GOP consultants said the ads cost more than $ 2 million, including $ 1 million in New York state.
"We had nothing to do with these ads," said Bush campaign spokesman Ari Fleischer. "Senator McCain is once again mounting a divisive campaign vilifying . . . anyone with whom he has a principled policy difference."
"It's the oldest trick in the book to create a sham group to praise you on an issue where you are vulnerable," Davis said. "Bush is obviously trying to avoid being seen as an environmental hypocrite by getting someone else to falsely burnish his image."
The controversy over Republicans for Clean Air is a sign of the times: Anonymous groups with bulging bank accounts are increasingly using the airwaves to launch harsh denunciations of political foes without revealing who they are or where their money comes from. These groups say they do not have to reveal their donors or spending because they do not explicitly urge voters to support or defeat any candidate.
While environmental groups say that neither McCain nor Bush has a particularly good record on the environment, they are far more critical of Bush.
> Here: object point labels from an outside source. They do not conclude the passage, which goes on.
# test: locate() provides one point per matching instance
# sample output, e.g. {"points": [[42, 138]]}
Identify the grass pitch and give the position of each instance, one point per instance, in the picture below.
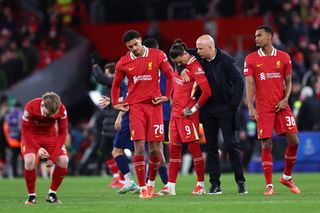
{"points": [[90, 194]]}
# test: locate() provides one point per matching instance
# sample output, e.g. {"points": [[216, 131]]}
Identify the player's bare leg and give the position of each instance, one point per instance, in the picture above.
{"points": [[267, 165], [198, 161], [30, 176], [140, 167], [58, 174], [290, 160], [154, 162], [123, 166]]}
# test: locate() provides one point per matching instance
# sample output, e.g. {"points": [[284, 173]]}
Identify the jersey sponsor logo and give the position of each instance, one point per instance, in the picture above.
{"points": [[64, 114], [142, 78], [158, 136], [150, 66], [199, 71], [260, 132], [264, 76], [25, 115], [179, 81]]}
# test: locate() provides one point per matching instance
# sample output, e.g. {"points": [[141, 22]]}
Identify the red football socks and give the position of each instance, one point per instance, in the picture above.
{"points": [[198, 161], [140, 167], [175, 161], [267, 164], [57, 177], [154, 163], [112, 165], [30, 178], [290, 159]]}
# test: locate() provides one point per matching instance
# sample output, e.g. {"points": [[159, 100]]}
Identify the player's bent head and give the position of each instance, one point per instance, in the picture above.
{"points": [[266, 28], [151, 43], [51, 101], [130, 35], [177, 49]]}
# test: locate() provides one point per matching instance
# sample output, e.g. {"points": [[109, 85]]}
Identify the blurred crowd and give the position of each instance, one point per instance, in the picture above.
{"points": [[29, 40]]}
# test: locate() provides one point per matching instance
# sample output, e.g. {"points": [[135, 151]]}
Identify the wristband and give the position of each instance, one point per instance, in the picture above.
{"points": [[193, 109]]}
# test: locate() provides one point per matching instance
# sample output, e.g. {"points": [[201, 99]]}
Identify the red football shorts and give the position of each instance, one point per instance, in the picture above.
{"points": [[146, 122], [184, 129], [48, 143], [283, 121]]}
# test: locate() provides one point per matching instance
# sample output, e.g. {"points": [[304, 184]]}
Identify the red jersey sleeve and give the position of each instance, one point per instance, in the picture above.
{"points": [[199, 76], [166, 68], [288, 65], [26, 128], [115, 90], [62, 132], [247, 71]]}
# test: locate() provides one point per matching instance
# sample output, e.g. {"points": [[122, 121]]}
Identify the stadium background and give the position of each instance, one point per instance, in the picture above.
{"points": [[46, 45]]}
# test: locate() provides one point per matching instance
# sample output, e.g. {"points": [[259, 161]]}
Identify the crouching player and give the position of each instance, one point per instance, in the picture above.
{"points": [[44, 132], [184, 123]]}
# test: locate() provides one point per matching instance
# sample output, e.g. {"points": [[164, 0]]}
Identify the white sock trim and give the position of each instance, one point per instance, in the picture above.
{"points": [[286, 177], [201, 183], [151, 183], [51, 191], [270, 185]]}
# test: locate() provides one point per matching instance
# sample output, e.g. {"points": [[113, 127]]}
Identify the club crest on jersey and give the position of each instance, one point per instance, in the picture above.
{"points": [[261, 133], [150, 66], [199, 71], [25, 115]]}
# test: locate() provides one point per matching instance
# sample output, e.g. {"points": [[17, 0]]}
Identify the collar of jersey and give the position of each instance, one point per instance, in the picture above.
{"points": [[273, 52], [145, 54]]}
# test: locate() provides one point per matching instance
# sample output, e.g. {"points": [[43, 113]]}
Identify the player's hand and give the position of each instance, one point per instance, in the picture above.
{"points": [[187, 112], [281, 105], [122, 107], [160, 99], [49, 163], [95, 59], [184, 75], [104, 101], [43, 154], [253, 113], [117, 123]]}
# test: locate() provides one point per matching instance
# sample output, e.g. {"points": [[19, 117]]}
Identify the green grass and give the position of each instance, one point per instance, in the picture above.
{"points": [[90, 194]]}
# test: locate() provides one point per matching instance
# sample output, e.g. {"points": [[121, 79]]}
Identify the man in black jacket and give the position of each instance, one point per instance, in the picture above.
{"points": [[221, 110]]}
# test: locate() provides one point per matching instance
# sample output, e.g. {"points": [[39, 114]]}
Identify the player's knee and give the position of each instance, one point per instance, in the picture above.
{"points": [[292, 139], [116, 152], [63, 161], [29, 161], [267, 144]]}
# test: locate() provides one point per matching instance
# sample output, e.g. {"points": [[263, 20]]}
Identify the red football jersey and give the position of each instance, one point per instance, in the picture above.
{"points": [[269, 73], [35, 124], [143, 76], [183, 95]]}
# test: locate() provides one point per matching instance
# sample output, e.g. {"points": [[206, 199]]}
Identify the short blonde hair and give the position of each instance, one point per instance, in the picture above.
{"points": [[51, 102]]}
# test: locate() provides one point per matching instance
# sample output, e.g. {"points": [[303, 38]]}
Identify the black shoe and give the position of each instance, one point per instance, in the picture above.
{"points": [[52, 198], [242, 189], [215, 190], [32, 199]]}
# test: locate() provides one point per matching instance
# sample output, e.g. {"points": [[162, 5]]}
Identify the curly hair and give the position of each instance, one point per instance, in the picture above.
{"points": [[51, 102]]}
Yesterday the Sierra Club, which itself has aired television commercials in California attacking his clean air performance, said the new pro-Bush ad is "littered with half truths." Bush stoutly defends his commitment to the environment.
Precious little could be learned initially about Republicans for Clean Air, which has not been an active organization before this week.
The ad company that purchased the commercials, complying with federal election law, told the television stations the identity of one of the organization's staff members, Lydia Meuret of Herndon.
But Meuret said she knows next to nothing about Republicans for Clean Air, except the "consultant" who hired her and told her not to reveal his name. She added that a news release would soon be distributed ending the mystery of who aired the ads. Yet there was no announcement.
Meuret serves as treasurer of the American Dream Political Action Committee, a GOP group that encourages Latinos to run for office. That group and Republicans for Clean Air share a post office box in Herndon.
American Dream PAC is heavily promoted by the GOP congressional leadership and financed by Republican-leaning business owners, particularly in Texas. A leading figure in the PAC is Rep. Henry Bonilla (R-Tex.), who endorsed Bush for president. Bonilla said through a spokesman yesterday that he knows nothing about the clean air group.
Hensarling was Meuret's predecessor at American Dream. Hensarling worked for years at the National Republican Senatorial Committee and the unsuccessful presidential campaign of Sen. Phil Gramm (R-Tex.) in 1996. Until two years ago, he was in the consulting business with James B. Francis Jr., a close Bush friend and his appointee to head the state's Public Safety Commission.
Hensarling, who declined comment about the matter, now consults for energy firms controlled by Wyly, among other clients. Wyly could not be reached. But days ago he and his brother Charles made $ 500 million selling a software firm they founded in 1981.
The ads attack McCain's environmental record, focusing on a vote against alternative energy sources, and tout Bush's performance, specifically Texas's effort to reduce emissions from aging power plants.
"Last year, John McCain voted against solar and renewable energy," begins the version of ad showing in New York City and five cities upstate. "That means more use of coal-burning plants that pollute our air. New York Republicans care about clean air. So does Governor Bush. He led one of the first states in America to clamp down on old coal-burning electric power plants. . . . Governor Bush: Leading so each day dawns brighter."